Lonely furrow revisited

A promising leader in The Observer about fair pay contained the sentence 'There are valid questions to be asked about the scale of public spending under Labour, whether taxpayers got value for money.' It depressed me more than perhaps it should have done because, as usual, the taxpayer got name-checked as the arbiter of right and wrong.

Am I the only person who hates the tax payer? Well, no, actually, most of the neo-cons hate them as well as they feel they shouldn't exist. I'm a big fan of tax, especially income tax and am more than happy to pay it most of the time but I can't ever feel on the side of the taxpayer owing to his/her apparent allegiance to every petty minded argument against fairness and equality.

Now, The Observer article was actually right up my strasse. It made the points they I'd make if I was barely literate and able to pronounce or spell 'phenomonen' without laughing. The Liberal Democrats seem unable to carve themselves a role and are fast disappearing as a political entity but the article could direct their future path if they would but dare. The current political future is being shaped by the meritocratic ideas of an unelected elite using the past as the justification for their policies. The past owned by New Labour. The LibDems seem to agree. I don't and here's why. The Labour party didn't mismanage the economy, they ignored it. As long as the tax revenues kept rolling in, they were free to pursue their chosen policies, accepting the credit for a buoyant housing market and all the credit it stacked up. You can see what I did there.

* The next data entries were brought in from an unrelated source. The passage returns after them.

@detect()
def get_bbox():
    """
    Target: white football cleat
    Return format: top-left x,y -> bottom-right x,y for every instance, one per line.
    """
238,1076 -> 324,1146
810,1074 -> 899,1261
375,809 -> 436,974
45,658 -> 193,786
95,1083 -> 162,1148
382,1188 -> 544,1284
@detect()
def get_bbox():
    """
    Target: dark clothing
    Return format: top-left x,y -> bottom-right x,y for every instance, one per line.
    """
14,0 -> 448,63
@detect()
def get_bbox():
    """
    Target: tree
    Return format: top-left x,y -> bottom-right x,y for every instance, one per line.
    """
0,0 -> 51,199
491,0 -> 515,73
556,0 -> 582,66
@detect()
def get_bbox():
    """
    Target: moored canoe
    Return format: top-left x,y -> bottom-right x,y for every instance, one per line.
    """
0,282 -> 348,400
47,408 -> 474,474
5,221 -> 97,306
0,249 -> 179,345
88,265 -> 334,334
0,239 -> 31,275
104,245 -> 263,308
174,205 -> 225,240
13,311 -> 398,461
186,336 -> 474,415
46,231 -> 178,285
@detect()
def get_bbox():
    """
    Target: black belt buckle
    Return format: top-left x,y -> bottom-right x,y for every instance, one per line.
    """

The Tories want a return to housing led boom but I predict they wont get it, at least I'm pretty sure they won't. They may have a resurgent economy to crow about as we come back from the abyss but we avoided the abyss by bailing out the banks, not by creating a Big Society. We're not sunk but we're going to have to wait quite a few years for the wind to pick up. It will eventually of course, and the Government in power in five years will probably take the credit for that. We'll all be busy little ants again.

I think the Liberal Democrats should stop the Coalition now before it's too late. Clegg and Co are no longer acting in the interests of the country, they're acting in the interest of elitism and vested interest. The LibDems are being lobbied out of existence. If we really are partners in Government then we should stop cleaning the doorstep and start ordering breakfast. The Labour party used the wealth of increasingly disinterested big business and the credit  boom to prop up their regime. The Tories want to lead us back to that but with less of the obvious benefits. I want to enjoy life, not by being rich but by being happy and safe - is that not a slogan to begin again with? I want to live a life where I'm not running to keep up all the time and so do you, don't you?

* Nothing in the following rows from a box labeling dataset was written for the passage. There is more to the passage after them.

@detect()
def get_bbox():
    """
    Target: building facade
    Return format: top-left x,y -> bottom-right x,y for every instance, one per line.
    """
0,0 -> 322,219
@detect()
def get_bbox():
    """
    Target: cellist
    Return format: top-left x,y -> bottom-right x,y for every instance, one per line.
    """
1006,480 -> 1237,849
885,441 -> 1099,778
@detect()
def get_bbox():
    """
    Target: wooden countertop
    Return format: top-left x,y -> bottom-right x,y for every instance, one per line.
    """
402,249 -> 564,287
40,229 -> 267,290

Of course you could be on the side of the taxpayer, the alliance of joyless penny pinchers who begrudge the state every penny because it might do something good at their expense. The taxpayers are always hard working (work really hard on this and think of a job in Britain where you have to work really hard to good purpose, as oppose to working really long hours) and seem to derive no pleasure in life. They are the dead, as Wilfred Owen might say. Surely we continually work long hours because we have to, not because we want to? Shouldn't it be the other way round?

Personally I think we should be on the side of the individual, the one that wants to be part of something rather than against everything not designed to make him or herself materially better off. And I thought the LibDems were on that side once. They could be again, or they might be on the other side or they might, seriously, be on no side at all. And then they become just as sad as all the people who have sneered so publicly at them for all my years told them they were.